Bug 11820 - Unoptimized complementary conditional instructions
Summary: Unoptimized complementary conditional instructions
Status: RESOLVED DUPLICATE of bug 5738
Alias: None
Product: gcc
Classification: Unclassified
Component: rtl-optimization (show other bugs)
Version: 3.4.0
: P3 minor
Target Milestone: 3.4.0
Assignee: Not yet assigned to anyone
URL:
Keywords:
Depends on:
Blocks:
 
Reported: 2003-08-06 07:01 UTC by Gábor Lóki
Modified: 2008-06-06 16:08 UTC (History)
2 users (show)

See Also:
Host: i686-pc-linux-gnu
Target: arm-unknown-elf
Build: i686-pc-linux-gnu
Known to work:
Known to fail:
Last reconfirmed:


Attachments

Note You need to log in before you can comment on or make changes to this bug.
Description Gábor Lóki 2003-08-06 07:01:10 UTC
After CE3 and SCHED2 phases GCC does not optimize conditionally executed
expressions.
Sometimes the generated code contains two conditionally executed expressions
that compute the same values in each complementary condition case (eg. in arm:
"movle r3, #12" and "movgt r3, #12").
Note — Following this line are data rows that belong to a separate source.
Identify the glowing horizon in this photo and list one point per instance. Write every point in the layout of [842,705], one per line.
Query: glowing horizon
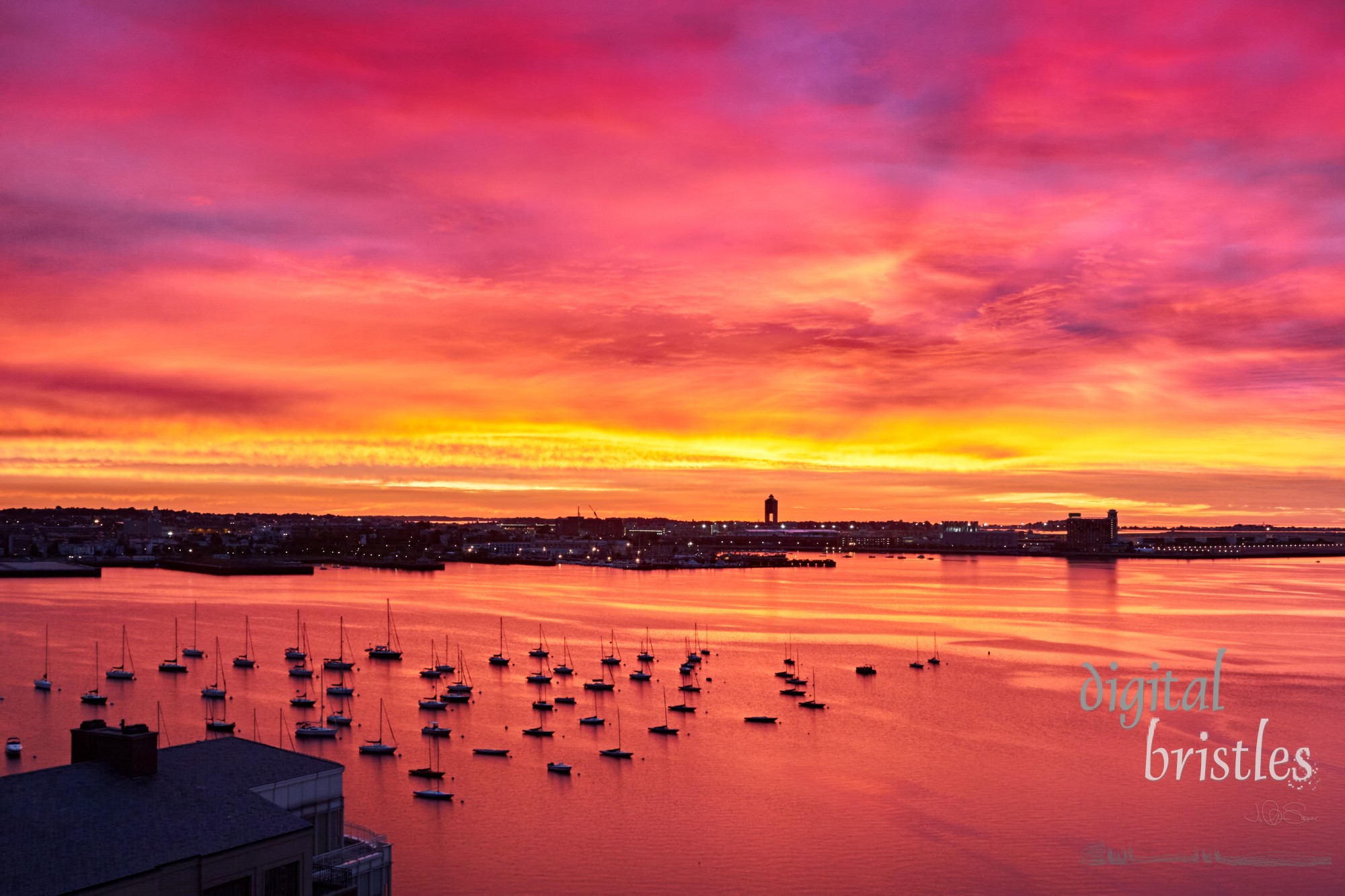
[987,260]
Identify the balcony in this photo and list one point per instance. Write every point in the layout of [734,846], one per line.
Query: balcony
[362,866]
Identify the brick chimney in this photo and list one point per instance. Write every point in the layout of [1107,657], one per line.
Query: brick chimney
[130,749]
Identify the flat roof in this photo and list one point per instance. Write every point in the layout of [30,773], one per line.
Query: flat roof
[76,826]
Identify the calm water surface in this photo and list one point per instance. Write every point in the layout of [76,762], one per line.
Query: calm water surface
[981,775]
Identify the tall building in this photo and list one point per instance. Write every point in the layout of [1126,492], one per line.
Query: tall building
[1091,533]
[224,817]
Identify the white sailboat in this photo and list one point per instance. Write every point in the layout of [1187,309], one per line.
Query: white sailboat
[122,671]
[171,665]
[247,659]
[377,747]
[45,682]
[193,651]
[392,646]
[217,690]
[92,696]
[500,658]
[297,651]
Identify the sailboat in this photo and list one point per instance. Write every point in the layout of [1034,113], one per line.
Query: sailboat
[340,661]
[664,728]
[338,716]
[45,682]
[341,688]
[614,655]
[567,666]
[595,719]
[392,646]
[813,702]
[543,647]
[314,729]
[247,659]
[646,654]
[171,665]
[302,669]
[431,756]
[122,671]
[432,670]
[462,689]
[617,752]
[193,651]
[501,659]
[297,651]
[220,724]
[446,666]
[92,696]
[541,731]
[217,690]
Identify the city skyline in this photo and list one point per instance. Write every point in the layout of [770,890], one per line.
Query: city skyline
[977,261]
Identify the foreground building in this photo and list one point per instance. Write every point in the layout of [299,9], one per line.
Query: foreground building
[227,817]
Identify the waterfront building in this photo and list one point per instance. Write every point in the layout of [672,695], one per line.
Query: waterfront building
[213,818]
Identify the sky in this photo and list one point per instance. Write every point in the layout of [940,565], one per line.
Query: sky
[886,260]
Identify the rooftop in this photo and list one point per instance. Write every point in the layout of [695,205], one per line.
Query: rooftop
[104,826]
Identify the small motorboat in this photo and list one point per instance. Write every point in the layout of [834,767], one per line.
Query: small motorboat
[427,772]
[314,729]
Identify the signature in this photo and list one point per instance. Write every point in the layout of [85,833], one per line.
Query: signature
[1105,854]
[1272,813]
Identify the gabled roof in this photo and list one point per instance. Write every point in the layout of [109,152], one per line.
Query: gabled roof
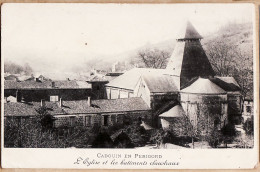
[129,79]
[77,107]
[98,78]
[176,111]
[189,32]
[46,85]
[226,83]
[161,83]
[11,78]
[203,86]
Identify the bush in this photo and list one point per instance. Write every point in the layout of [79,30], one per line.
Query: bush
[214,138]
[138,135]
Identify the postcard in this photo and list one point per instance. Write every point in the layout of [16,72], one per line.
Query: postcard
[129,86]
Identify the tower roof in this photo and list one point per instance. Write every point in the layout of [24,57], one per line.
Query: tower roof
[189,59]
[189,32]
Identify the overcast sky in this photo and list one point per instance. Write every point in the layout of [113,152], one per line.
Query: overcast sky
[54,36]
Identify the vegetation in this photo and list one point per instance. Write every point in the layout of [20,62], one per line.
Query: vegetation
[13,68]
[249,126]
[154,58]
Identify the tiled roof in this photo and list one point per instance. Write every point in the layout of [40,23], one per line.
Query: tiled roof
[176,111]
[129,79]
[28,109]
[46,84]
[226,83]
[98,78]
[11,78]
[203,86]
[159,83]
[78,107]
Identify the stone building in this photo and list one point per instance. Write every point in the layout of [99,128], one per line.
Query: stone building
[188,71]
[85,113]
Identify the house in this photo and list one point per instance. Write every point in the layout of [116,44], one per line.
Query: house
[188,80]
[11,78]
[98,82]
[30,91]
[124,85]
[87,113]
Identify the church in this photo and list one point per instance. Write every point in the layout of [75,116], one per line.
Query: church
[188,87]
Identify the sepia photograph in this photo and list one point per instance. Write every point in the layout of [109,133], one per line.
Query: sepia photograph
[134,77]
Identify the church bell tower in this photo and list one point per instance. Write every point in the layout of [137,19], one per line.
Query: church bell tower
[189,60]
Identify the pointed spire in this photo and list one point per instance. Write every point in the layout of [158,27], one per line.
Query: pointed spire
[189,59]
[188,32]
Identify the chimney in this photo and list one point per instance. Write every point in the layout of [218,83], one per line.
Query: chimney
[53,84]
[42,102]
[18,96]
[60,103]
[89,101]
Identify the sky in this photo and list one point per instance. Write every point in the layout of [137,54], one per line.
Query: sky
[54,37]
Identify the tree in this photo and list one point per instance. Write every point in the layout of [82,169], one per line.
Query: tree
[229,133]
[249,126]
[154,58]
[229,59]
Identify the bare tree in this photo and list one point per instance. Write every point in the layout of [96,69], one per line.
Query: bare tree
[228,59]
[154,58]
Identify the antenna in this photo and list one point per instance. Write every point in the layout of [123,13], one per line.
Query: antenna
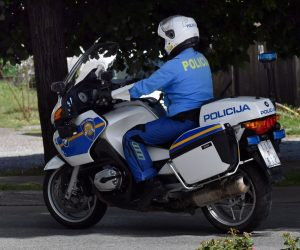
[268,59]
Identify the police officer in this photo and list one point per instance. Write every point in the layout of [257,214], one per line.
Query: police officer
[186,83]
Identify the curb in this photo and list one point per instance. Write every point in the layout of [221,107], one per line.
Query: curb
[21,198]
[281,195]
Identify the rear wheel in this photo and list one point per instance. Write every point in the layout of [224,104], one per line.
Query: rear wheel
[82,210]
[243,212]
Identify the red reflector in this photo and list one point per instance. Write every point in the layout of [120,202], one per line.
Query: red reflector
[262,126]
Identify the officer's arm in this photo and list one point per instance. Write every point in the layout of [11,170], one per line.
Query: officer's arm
[159,79]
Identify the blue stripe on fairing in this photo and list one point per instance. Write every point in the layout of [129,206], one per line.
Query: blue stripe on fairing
[82,144]
[193,132]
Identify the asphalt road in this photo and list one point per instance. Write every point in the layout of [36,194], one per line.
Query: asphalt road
[31,227]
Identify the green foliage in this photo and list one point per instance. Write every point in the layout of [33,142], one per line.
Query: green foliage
[234,242]
[7,69]
[227,28]
[18,106]
[290,122]
[290,242]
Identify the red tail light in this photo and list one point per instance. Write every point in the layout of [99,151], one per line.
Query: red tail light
[262,126]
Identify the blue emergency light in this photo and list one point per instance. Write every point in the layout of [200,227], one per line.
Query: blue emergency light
[267,57]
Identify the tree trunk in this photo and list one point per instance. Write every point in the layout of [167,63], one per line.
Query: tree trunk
[47,41]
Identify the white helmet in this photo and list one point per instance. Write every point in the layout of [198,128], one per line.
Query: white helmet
[178,31]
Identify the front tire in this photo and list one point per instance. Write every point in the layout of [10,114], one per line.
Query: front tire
[83,210]
[244,212]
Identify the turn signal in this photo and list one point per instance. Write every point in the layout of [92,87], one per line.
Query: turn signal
[58,114]
[262,126]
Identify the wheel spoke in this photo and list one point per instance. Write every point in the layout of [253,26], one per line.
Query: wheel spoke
[233,216]
[242,210]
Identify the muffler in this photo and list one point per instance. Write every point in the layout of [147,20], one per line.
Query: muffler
[215,193]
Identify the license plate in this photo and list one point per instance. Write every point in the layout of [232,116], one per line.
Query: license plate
[268,153]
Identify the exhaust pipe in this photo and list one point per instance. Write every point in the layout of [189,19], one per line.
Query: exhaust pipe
[213,194]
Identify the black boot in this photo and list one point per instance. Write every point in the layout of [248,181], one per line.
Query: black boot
[151,189]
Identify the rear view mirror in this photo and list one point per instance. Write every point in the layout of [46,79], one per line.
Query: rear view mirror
[107,76]
[267,57]
[58,87]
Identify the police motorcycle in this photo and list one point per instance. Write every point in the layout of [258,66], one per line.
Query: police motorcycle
[225,167]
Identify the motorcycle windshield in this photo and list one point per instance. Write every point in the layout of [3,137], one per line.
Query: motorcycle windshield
[96,60]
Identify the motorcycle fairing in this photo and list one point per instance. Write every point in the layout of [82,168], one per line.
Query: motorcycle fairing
[205,152]
[193,135]
[88,128]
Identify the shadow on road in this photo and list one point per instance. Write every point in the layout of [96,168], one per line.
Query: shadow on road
[21,162]
[28,222]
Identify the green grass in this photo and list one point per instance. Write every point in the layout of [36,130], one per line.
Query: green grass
[18,106]
[291,178]
[21,187]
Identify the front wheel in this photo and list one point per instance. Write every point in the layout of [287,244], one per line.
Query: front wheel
[244,212]
[82,210]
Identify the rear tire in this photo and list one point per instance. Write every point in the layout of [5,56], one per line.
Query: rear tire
[259,196]
[83,210]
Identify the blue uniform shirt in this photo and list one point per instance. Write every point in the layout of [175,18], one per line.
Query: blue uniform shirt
[185,80]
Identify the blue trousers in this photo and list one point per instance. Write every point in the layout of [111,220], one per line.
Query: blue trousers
[158,132]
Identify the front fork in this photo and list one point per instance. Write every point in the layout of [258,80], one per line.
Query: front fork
[72,183]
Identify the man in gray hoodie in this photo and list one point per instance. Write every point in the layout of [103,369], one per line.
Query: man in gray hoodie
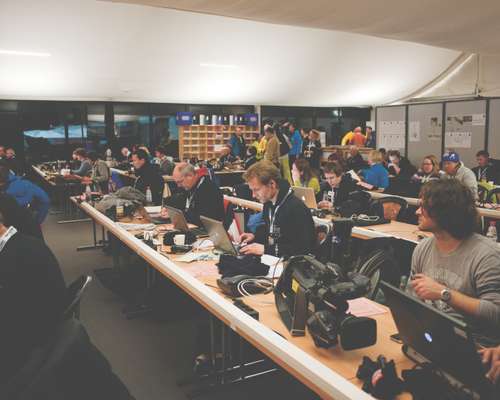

These instructions could be combined into
one unconditional computation.
The problem generally occurs when the source code contains the same instruction
in both branches of an if-statement.

--- c example ---
// arm-elf-gcc -S -g0 -Os -o comp-cond.s comp-cond.c
int a,c;
void foo(int b)
{
  if (c > 13)
  {
    a = 12;
  }
  else
  {
    a = 12;
    c = b + 3;
  }
}

--- arm code ---
foo:
 ldr r1, .L4
 ldr r3, [r1, #0]
 ldr r2, .L4+4
 cmp r3, #13
 add r0, r0, #3
 movgt r3, #12 <- OLD
 movle r3, #12 <- OLD
 strgt r3, [r2, #0] <- OLD
 strle r3, [r2, #0] <- OLD
 strle r0, [r1, #0]
 mov pc, lr 

--- possible solution ---
foo:
 ldr r1, .L4
 ldr r3, [r1, #0]
 ldr r2, .L4+4
 cmp r3, #13
 add r0, r0, #3
 mov r3, #12 <- NEW
 str r3, [r2, #0] <- NEW
 strle r0, [r1, #0]
 mov pc, lr
Comment 1 Andrew Pinski 2003-08-06 12:16:56 UTC
This is a dup of bug 5738 which has more analysis.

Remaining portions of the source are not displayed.